Within the topic of body language is an aspirational idea that not only can you influence other people with your body language but you can also influence yourself. Its spokesperson, Harvard Business School professor Amy Cuddy, shot to fame with a TED Talk that has been viewed by 33 million people.
Watch Amy Cuddy’s TED Talk here.
Central to her approach is the power pose: two minutes with hands on hips and an open, broad chest. Cuddy asserts that posing like this can radically affect confidence and effect a feeling of power. The results are measurable: an increase in testosterone and decrease in the stress hormone, cortisol.
More than that, Cuddy’s belief is that body language shapes who we are. As a social psychologist she has researched the concept extensively. Thanks to the success of her TED Talk and subsequent book she has been able to spread her work over the world with talks at schools, homeless shelters and to athletes.

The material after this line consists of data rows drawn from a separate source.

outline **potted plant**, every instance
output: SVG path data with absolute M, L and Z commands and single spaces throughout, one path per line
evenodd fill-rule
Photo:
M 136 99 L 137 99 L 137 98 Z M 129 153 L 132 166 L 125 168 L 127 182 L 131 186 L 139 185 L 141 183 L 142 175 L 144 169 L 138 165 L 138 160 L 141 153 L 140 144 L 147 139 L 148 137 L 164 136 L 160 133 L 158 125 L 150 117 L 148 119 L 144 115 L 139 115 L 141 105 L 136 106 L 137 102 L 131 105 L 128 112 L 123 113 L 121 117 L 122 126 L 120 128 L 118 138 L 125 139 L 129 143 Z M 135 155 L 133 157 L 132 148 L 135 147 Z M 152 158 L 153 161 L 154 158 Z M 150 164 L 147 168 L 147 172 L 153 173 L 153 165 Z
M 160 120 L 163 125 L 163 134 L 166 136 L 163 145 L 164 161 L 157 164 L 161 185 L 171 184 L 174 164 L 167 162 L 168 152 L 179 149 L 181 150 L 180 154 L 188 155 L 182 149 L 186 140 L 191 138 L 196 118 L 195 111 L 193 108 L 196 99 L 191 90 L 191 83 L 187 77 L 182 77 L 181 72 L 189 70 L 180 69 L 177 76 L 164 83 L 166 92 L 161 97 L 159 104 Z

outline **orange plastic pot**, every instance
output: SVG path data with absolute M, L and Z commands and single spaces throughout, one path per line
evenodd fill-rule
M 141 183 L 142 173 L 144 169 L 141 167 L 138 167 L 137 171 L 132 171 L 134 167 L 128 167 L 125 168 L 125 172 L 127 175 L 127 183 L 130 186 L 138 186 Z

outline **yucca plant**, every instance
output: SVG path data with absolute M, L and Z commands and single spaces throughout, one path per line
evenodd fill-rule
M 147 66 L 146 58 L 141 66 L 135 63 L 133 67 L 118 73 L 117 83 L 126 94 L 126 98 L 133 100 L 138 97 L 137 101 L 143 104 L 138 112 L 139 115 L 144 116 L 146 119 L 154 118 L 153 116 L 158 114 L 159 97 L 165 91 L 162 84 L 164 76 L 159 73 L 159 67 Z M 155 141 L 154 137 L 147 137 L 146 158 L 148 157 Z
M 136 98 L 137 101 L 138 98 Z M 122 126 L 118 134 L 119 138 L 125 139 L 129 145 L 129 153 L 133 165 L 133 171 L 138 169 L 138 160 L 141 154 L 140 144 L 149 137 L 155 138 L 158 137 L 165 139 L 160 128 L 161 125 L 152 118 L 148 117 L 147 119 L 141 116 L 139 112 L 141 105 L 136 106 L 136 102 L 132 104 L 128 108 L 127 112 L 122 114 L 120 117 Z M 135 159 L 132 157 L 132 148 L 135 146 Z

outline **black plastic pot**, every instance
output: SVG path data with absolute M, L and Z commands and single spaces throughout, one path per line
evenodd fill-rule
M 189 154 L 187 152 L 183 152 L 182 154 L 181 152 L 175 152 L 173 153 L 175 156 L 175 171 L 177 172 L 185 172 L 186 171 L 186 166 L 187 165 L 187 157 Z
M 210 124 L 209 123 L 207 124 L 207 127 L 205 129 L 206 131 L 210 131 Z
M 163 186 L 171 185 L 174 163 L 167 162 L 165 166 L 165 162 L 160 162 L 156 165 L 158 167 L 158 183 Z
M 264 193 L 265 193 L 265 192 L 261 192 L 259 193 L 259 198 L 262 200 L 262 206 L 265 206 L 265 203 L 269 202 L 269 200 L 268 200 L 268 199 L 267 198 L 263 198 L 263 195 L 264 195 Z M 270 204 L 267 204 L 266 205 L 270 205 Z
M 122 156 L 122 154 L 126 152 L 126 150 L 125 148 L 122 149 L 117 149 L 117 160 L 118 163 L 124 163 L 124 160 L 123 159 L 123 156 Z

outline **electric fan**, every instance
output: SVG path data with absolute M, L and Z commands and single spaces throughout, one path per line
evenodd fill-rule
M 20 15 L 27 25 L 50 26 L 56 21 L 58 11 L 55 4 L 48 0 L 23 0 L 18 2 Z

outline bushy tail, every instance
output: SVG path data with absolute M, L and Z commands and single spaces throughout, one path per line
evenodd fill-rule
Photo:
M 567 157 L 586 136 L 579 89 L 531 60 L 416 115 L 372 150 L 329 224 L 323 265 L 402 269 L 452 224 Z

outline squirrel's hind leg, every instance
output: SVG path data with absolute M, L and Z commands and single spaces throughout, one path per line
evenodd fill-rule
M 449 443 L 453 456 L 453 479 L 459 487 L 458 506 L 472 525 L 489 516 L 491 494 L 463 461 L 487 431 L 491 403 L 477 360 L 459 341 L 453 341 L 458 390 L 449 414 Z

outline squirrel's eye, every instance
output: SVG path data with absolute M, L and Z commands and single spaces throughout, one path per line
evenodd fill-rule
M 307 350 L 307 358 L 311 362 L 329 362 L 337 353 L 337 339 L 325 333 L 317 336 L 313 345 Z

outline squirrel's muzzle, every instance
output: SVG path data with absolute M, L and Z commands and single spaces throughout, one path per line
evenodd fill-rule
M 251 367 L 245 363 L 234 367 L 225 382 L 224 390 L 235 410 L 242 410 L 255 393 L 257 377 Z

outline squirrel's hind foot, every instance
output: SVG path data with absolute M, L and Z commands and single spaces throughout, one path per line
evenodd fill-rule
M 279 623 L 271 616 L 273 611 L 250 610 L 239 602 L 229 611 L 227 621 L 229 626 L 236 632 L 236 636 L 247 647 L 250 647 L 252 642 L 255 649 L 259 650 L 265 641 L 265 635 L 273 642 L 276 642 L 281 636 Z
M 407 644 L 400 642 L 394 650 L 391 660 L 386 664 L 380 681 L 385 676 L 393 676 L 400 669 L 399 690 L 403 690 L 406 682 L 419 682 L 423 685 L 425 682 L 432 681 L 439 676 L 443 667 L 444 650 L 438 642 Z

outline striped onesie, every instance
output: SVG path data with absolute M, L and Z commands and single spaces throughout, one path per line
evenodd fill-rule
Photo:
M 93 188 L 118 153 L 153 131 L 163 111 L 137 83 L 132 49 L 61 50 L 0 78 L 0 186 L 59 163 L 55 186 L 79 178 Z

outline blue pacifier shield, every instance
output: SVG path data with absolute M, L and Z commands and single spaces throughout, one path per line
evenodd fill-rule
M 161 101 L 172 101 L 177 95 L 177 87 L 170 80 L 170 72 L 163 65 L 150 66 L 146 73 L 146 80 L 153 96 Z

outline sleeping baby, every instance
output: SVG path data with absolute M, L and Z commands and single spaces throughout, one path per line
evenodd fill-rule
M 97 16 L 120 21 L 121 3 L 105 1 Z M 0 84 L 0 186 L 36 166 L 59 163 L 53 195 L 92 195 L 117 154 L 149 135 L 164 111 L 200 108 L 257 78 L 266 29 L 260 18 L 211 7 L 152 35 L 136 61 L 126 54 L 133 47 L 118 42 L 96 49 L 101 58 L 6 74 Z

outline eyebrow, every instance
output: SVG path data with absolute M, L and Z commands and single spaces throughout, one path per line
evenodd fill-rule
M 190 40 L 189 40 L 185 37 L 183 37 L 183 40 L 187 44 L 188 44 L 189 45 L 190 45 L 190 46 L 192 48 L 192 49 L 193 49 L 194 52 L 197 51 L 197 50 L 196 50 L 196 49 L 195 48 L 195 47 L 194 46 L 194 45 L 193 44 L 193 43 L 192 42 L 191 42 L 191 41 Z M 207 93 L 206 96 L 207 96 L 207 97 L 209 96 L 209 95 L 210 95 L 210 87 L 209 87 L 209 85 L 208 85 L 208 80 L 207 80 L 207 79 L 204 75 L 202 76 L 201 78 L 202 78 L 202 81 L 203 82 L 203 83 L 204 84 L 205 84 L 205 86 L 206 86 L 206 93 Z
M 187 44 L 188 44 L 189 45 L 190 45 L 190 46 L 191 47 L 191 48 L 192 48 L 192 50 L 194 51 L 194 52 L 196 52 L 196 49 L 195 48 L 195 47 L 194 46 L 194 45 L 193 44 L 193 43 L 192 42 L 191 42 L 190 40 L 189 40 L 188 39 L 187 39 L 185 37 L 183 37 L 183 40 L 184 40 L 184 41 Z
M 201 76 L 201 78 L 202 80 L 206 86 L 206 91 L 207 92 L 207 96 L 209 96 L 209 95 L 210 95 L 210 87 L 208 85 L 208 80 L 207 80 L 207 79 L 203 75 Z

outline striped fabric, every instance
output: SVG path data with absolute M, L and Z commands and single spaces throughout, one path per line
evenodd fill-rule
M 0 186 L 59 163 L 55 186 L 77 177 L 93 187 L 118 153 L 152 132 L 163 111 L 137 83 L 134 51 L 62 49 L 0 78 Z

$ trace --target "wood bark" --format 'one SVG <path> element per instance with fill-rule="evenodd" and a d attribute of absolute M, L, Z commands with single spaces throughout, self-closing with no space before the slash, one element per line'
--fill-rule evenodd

Others have taken the ideas and completed further research. Among students, those using power poses picked front row seats in class more often and saw themselves more as leaders. Video games are being developed to test whether power posing can help with pre-exam anxiety.
The effect is extraordinary and the benefits can be felt immediately. Requiring no equipment and no more training than the original insight it is a technique that can be implemented right now in any home or school to empower children with confidence and self-assurance.